Is flipping property an investment strategy for you?

It’s hard to find a more ambitious property investor than a flipper.

These are the folks who buy rundown properties, fix them up and then sell at a profit in just a few months.

If you like the sound of generating wealth from flipping properties, be aware you’ll need to be super-smart at spotting real estate trends, valuing property and estimating building costs.

The best flippers know a bargain when they see it but will never purchase without a clear vision of who the next buyer will be. 

They’re tough negotiators and, once they have the keys, they’ll only repair a property to a level that will find a market of potential buyers and return a profit.

To be a flipper, you also need to have access to cash. You’ll not only have to find funds for a deposit on a loan to buy a property but also cover the repair costs.

As an experienced real estate agent in the neighborhood, I’ve worked with many flippers who have made handsome profits from their projects. Some will buy dilapidated properties, but there’s a more conservative version of the flipper, too. 

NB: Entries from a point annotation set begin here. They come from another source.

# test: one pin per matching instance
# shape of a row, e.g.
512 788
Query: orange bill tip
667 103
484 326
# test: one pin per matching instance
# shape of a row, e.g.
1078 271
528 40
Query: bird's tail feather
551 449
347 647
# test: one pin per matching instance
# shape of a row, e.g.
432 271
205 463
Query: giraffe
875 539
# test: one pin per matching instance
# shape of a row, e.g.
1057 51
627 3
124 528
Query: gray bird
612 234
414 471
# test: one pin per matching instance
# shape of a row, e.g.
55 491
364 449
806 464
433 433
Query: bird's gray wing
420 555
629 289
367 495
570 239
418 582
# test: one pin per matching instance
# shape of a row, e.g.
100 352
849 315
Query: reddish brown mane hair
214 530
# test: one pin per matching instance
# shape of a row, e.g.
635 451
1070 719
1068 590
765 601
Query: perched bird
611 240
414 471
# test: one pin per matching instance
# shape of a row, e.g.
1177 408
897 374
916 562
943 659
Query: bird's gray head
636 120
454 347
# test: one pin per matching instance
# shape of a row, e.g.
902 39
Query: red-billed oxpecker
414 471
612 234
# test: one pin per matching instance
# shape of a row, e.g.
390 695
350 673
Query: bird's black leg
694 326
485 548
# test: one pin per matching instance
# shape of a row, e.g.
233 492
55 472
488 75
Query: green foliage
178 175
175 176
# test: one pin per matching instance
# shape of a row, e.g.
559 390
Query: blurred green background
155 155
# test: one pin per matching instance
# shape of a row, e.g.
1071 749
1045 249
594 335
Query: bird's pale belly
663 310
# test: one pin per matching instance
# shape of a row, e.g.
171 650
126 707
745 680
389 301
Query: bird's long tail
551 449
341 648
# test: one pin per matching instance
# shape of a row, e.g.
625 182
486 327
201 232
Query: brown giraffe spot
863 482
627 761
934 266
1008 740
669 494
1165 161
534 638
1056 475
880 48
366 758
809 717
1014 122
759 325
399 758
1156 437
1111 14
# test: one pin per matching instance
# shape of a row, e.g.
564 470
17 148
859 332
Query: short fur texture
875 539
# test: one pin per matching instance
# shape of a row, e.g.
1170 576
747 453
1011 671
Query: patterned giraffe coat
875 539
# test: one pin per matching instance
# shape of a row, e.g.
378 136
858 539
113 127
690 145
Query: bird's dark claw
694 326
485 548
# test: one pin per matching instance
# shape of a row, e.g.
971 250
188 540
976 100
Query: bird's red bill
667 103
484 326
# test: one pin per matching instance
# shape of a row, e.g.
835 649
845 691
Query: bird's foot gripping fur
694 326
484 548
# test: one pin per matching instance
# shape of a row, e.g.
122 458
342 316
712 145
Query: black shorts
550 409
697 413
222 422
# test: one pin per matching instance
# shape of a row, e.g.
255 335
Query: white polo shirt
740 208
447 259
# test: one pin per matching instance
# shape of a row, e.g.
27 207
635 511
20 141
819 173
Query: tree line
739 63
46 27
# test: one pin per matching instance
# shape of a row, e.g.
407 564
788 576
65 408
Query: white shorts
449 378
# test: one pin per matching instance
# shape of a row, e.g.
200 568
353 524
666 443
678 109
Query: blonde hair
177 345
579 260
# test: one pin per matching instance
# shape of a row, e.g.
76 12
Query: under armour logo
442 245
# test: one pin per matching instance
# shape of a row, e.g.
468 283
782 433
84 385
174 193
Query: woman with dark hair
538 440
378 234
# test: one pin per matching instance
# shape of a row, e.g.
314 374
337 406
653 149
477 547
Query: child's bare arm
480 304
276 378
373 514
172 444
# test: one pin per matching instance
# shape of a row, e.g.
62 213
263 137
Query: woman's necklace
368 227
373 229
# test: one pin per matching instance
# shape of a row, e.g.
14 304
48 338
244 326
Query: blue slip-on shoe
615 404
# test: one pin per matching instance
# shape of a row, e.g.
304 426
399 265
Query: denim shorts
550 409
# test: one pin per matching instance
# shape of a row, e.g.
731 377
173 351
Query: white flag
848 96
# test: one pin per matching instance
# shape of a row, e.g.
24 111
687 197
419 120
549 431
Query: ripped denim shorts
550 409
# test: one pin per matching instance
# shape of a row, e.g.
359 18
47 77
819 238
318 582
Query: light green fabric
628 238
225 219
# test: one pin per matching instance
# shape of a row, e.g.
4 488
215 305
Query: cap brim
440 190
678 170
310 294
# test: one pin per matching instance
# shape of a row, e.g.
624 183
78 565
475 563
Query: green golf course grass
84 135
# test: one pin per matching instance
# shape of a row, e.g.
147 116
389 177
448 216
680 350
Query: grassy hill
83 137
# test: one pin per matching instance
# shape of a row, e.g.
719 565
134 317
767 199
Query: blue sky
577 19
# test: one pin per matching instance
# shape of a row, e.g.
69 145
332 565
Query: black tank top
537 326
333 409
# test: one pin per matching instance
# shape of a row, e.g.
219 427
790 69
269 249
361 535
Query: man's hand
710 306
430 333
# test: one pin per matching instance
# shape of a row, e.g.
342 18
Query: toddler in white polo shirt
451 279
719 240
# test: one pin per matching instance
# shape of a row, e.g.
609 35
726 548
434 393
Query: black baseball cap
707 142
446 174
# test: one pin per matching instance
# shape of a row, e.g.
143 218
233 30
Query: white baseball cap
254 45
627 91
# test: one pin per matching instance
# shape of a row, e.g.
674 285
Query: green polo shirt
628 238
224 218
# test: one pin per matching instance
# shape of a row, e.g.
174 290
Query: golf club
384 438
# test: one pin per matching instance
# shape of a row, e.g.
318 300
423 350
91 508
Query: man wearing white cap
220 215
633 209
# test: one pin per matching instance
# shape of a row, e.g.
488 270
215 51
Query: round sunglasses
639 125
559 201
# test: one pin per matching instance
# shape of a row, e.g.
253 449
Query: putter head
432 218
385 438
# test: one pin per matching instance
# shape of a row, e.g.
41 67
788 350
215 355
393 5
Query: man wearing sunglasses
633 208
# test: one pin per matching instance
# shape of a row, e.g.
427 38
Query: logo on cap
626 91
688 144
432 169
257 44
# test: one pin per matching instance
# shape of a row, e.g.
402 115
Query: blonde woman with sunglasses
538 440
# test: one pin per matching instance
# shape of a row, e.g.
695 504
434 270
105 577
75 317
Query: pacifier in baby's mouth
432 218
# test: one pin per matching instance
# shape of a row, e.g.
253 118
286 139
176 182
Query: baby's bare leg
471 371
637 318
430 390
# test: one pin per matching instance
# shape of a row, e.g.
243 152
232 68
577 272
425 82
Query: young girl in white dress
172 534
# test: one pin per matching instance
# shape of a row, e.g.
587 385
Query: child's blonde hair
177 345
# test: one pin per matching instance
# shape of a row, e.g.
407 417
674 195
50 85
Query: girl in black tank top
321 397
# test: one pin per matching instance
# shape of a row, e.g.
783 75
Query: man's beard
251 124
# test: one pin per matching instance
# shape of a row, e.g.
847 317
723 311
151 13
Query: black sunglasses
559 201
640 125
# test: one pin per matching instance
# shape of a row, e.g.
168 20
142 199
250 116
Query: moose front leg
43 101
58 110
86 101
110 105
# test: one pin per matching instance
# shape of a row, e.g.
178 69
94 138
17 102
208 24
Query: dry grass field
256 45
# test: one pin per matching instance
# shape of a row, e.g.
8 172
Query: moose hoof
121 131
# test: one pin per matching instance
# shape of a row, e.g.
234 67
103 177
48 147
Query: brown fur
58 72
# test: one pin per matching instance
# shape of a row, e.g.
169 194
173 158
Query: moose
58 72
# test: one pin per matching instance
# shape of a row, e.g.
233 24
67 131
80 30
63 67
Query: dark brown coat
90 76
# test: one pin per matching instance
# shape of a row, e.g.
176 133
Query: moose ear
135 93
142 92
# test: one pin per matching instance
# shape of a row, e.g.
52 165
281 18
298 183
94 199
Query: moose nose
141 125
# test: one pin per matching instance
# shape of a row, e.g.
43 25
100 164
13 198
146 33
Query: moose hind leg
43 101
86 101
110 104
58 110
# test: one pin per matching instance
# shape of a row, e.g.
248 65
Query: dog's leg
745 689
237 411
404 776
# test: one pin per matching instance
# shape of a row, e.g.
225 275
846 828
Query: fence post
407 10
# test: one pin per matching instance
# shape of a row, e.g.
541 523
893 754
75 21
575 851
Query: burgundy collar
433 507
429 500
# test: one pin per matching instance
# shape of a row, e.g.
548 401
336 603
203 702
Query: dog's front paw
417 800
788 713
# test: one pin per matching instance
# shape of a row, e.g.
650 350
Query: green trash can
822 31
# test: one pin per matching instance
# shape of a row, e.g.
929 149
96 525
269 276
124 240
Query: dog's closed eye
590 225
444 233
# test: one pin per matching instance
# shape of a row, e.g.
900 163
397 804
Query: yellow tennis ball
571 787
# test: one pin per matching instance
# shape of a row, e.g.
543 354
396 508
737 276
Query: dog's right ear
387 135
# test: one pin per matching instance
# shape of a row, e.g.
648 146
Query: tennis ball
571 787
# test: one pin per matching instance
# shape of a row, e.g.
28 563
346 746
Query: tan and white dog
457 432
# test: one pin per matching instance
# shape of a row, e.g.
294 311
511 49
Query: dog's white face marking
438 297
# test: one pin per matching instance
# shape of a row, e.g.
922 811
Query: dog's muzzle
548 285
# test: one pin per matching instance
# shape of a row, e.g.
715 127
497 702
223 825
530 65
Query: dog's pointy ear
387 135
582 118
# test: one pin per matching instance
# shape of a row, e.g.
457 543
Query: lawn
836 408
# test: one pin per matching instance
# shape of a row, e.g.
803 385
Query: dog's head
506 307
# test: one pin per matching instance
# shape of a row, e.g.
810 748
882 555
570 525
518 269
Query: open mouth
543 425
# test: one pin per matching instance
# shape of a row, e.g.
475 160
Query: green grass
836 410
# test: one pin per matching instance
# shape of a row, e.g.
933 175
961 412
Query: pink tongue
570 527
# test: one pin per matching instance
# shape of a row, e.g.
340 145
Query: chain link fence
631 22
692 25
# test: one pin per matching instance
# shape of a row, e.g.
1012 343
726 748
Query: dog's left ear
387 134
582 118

These folks buy properties that are undervalued but not rundown. They renovate rather than repair and organise their finances to ease time pressures.

However, all flippers play a high stakes game. So, before you start working out how you’ll make your millions by flipping properties, consider the downside.

Flippers are often highly leveraged, and a failure to sell can cause them a lot of financial stress. Dips in the economy and a sudden oversupply of properties in the neighborhood can drive down the anticipated asking price.

If you’re considering this style of property investment, I’d be delighted to discuss with you the opportunities that currently exist in our area and the buying trends and prices we’ve seen in the last few months.

In the meantime, I’ve put together a quick list of issues you might want to consider before becoming a flipper.

  1. Quick profit – If you get flipping right, you will be paid handsomely for your investment. A big plus is that your capital will only be tied up for a short period, and you can move on to the next property.
  2. Do your research – You must understand the neighborhood and have your finger on the pulse of buying trends and prices. You can’t play this game blindfolded.
  3. See the big picture – Economic sentiment and the mood of the real estate market can turn in a matter of a week or two. So, you need to be confident the prevailing market conditions will continue or improve.
  4. Who’s your buyer – A flipper won’t fix up a home and hope for the best. They’ll have a real sense of which market segment will produce potential buyers. Any improvement that’s made will be designed to appeal to these folks. 
  5. Know your costs – You must be able to estimate quickly the likely investment required to get a property back into shape for a sale. This will determine the price you’re prepared to pay for the property and your potential profit.
  6. Focus on value – You and your agent will have a steely determination to buy at a specific price. If the seller doesn’t play ball, you walk away.
  7. Find your buyer – With the work done, the marketing campaign should be short and focused. Knowing your target buyer makes this possible.